After Fabrizio Masucci, director of the Sansevero Chapel Museum in Naples, another voice from the same quarters is speaking out against the green pass. It is that of Maria Gabriella Capizzi, director of the Archimedes and Leonardo Museum in Syracuse, a private institute opened in 2015 that displays a selection of about sixty reproductions of machines by Leonardo da Vinci (it is the most comprehensive exhibition of its kind in southern Italy) and Archimedes.
The museum had already intervened on the green pass issue with a Facebook post, unsigned (thus an expression of the entire facility), last August 5: “Who gets to decide which individuals can benefit from a service, not the modalities but the eligibility itself?” the Ortigia-based institute wondered. “In this specific case, of a service unanimously considered fundamental to the development of the identity of individuals and peoples. At this point, even the field of culture, inspired by the universal principles of sharing and horizontality of its goods, becomes, in one sense or another, the site of a ’hierarchy,’ between the admitted and the non-admitted.”
Capizzi has now returned to the subject: “This space in the heart of Ortigia, a crossroads of peoples and history,” he told Ansa, “is inspired by the universal principles of every place of culture, and of Archimedes and Leonardo in particular, namely the sharing and horizontality of one’s goods and knowledge, and it cannot be made, in one sense or another, a detector of hierarchies between the admitted and the non-admitted.
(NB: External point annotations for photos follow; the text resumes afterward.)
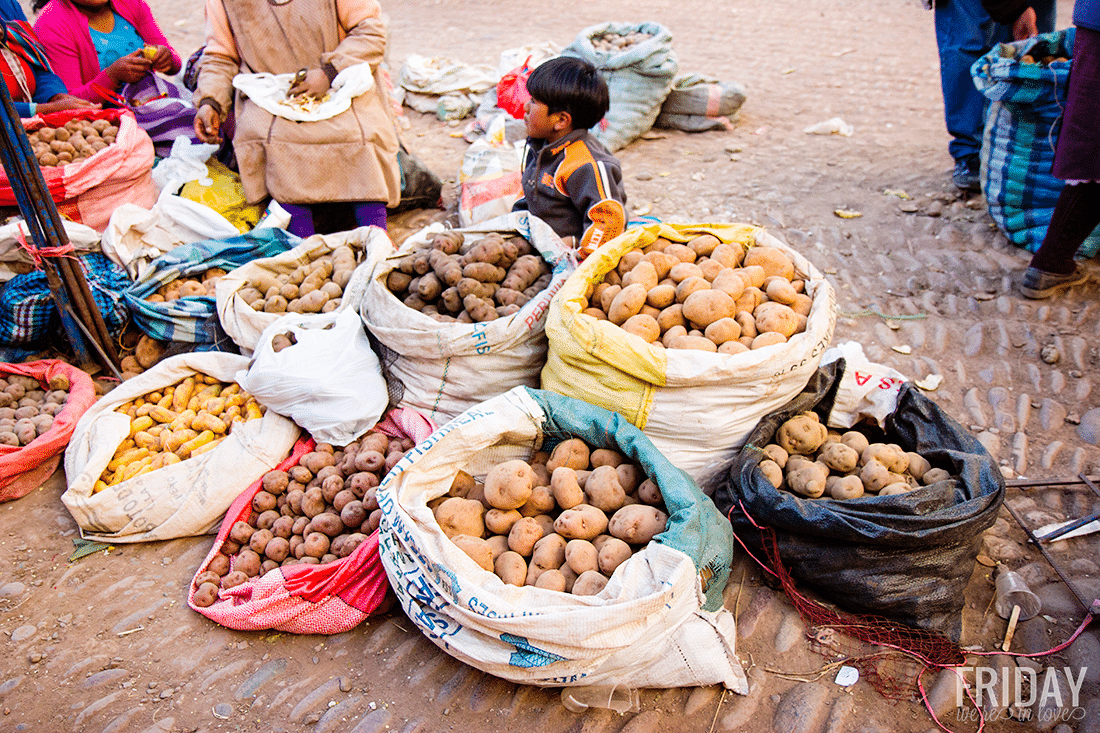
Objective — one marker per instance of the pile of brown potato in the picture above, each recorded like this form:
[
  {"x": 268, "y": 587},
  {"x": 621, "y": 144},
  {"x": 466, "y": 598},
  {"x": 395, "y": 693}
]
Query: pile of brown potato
[
  {"x": 28, "y": 409},
  {"x": 76, "y": 141},
  {"x": 454, "y": 280},
  {"x": 146, "y": 353},
  {"x": 171, "y": 425},
  {"x": 703, "y": 295},
  {"x": 190, "y": 286},
  {"x": 809, "y": 459},
  {"x": 314, "y": 287},
  {"x": 563, "y": 522},
  {"x": 612, "y": 42},
  {"x": 318, "y": 512}
]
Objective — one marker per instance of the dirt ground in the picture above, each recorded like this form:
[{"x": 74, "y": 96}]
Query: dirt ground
[{"x": 107, "y": 643}]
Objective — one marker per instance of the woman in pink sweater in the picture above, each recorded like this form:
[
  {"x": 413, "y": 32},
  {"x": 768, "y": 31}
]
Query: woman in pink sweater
[{"x": 96, "y": 45}]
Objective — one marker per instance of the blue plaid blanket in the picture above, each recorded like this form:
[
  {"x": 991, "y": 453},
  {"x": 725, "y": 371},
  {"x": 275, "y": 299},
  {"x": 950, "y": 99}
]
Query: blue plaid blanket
[
  {"x": 195, "y": 318},
  {"x": 1022, "y": 127},
  {"x": 28, "y": 316}
]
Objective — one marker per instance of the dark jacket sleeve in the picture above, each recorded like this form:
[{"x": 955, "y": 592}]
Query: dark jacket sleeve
[{"x": 1005, "y": 11}]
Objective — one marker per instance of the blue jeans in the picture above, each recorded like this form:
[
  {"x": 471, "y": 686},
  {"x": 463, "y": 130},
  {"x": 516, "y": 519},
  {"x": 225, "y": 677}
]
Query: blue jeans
[{"x": 964, "y": 33}]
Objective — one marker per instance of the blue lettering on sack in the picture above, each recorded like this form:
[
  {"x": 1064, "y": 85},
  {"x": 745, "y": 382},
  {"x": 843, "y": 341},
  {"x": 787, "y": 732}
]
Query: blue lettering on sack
[
  {"x": 526, "y": 654},
  {"x": 481, "y": 339}
]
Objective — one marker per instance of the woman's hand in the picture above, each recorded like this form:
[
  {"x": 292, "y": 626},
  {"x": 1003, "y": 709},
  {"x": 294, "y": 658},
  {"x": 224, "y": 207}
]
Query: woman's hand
[
  {"x": 129, "y": 68},
  {"x": 316, "y": 85},
  {"x": 208, "y": 124},
  {"x": 162, "y": 61},
  {"x": 1026, "y": 25},
  {"x": 57, "y": 102}
]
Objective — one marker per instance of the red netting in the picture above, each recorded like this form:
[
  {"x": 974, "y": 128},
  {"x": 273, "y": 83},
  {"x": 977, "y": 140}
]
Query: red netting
[{"x": 902, "y": 654}]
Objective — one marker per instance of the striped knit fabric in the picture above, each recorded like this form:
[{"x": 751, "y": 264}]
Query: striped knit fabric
[{"x": 1026, "y": 102}]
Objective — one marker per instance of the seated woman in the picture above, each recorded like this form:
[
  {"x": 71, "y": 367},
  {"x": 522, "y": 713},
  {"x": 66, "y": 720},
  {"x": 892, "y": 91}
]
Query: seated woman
[
  {"x": 350, "y": 159},
  {"x": 97, "y": 45},
  {"x": 33, "y": 87}
]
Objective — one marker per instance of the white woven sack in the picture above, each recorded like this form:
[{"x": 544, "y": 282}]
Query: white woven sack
[
  {"x": 447, "y": 368},
  {"x": 245, "y": 326},
  {"x": 180, "y": 500},
  {"x": 724, "y": 397},
  {"x": 646, "y": 628}
]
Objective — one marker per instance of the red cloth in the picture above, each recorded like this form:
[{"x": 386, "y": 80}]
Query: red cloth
[
  {"x": 63, "y": 31},
  {"x": 89, "y": 190},
  {"x": 24, "y": 468},
  {"x": 308, "y": 599}
]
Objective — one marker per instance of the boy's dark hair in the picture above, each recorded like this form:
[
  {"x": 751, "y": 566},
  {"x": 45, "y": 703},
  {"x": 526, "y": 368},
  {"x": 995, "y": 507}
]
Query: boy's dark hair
[{"x": 571, "y": 85}]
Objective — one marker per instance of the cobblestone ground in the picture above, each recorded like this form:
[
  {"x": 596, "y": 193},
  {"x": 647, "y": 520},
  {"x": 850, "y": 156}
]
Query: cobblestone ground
[{"x": 107, "y": 644}]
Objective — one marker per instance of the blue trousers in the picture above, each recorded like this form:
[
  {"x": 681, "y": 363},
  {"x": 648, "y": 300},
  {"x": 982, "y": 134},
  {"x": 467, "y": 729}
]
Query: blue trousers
[{"x": 964, "y": 33}]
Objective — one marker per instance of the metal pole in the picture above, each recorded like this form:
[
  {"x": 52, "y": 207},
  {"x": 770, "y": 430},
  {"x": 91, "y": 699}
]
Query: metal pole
[{"x": 67, "y": 285}]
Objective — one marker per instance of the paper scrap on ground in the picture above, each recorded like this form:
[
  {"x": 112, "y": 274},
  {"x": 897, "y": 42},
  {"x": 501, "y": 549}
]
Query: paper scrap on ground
[{"x": 832, "y": 127}]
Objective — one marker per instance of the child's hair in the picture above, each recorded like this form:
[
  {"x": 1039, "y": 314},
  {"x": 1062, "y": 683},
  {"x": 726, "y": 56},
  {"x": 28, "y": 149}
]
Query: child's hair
[{"x": 571, "y": 85}]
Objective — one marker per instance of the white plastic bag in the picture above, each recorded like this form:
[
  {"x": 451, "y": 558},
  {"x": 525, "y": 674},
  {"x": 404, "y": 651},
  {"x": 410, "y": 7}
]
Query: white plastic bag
[
  {"x": 867, "y": 390},
  {"x": 329, "y": 382},
  {"x": 185, "y": 163},
  {"x": 180, "y": 500},
  {"x": 268, "y": 91},
  {"x": 135, "y": 236},
  {"x": 491, "y": 175}
]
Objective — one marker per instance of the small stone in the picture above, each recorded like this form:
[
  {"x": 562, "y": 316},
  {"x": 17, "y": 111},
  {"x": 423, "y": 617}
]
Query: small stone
[
  {"x": 12, "y": 589},
  {"x": 23, "y": 632},
  {"x": 1088, "y": 430},
  {"x": 1082, "y": 566}
]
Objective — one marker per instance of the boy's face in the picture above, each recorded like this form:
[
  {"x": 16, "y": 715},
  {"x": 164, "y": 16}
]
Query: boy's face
[{"x": 541, "y": 124}]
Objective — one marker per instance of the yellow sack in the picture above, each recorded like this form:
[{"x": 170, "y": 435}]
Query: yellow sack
[
  {"x": 696, "y": 407},
  {"x": 224, "y": 195}
]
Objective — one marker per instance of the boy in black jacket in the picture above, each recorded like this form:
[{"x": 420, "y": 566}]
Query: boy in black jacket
[{"x": 570, "y": 181}]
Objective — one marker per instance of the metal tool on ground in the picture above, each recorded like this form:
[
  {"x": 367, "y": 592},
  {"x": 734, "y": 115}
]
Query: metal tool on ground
[
  {"x": 80, "y": 317},
  {"x": 1090, "y": 605}
]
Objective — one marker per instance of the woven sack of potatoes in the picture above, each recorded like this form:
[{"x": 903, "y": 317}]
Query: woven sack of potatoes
[
  {"x": 177, "y": 498},
  {"x": 695, "y": 396},
  {"x": 657, "y": 622},
  {"x": 342, "y": 282},
  {"x": 446, "y": 367}
]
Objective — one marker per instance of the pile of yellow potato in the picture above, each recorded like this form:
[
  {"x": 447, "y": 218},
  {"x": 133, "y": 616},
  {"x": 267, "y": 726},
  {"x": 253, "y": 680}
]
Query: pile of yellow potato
[
  {"x": 76, "y": 141},
  {"x": 171, "y": 425},
  {"x": 184, "y": 287},
  {"x": 458, "y": 281},
  {"x": 314, "y": 287},
  {"x": 704, "y": 295},
  {"x": 563, "y": 522},
  {"x": 29, "y": 409},
  {"x": 809, "y": 459}
]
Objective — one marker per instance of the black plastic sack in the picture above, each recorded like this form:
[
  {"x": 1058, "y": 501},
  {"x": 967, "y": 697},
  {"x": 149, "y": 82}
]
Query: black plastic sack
[
  {"x": 906, "y": 557},
  {"x": 420, "y": 187}
]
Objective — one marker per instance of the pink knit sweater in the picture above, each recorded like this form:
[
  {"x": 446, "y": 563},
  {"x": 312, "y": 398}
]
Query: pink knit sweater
[{"x": 64, "y": 33}]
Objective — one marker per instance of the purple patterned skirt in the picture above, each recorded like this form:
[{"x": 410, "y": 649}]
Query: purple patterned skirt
[{"x": 1078, "y": 153}]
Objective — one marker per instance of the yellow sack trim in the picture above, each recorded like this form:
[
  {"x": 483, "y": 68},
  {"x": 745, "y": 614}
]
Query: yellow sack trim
[{"x": 597, "y": 358}]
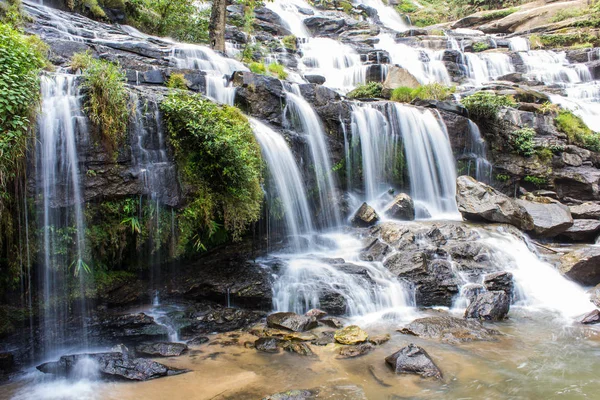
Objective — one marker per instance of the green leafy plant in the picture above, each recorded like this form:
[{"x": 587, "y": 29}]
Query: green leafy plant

If this is bound to happen I am ready even to close down.”
“Without going into the purpose the government intended,” adds the director of the Archimedes and Leonardo Museum, “I would like to remind everyone that museums are by their very vocation places of inclusion and that equal access to art and culture is a right of all. By the way, we have made significant investments in terms of security: sanitization, masks, one-way paths with restricted entrances, spacing that would then be totally unnecessary? In a place, moreover, where, alas, there is never the crowding of shopping malls and where people mostly stay in silence and in small groups to admire what the greats of the past have bequeathed to us. The Archimedes and Leonardo Museum is fresh off a weekend, at a vacation time to boot, that was disheartening to say the least. With numbers almost cut in half compared to previous weekends.”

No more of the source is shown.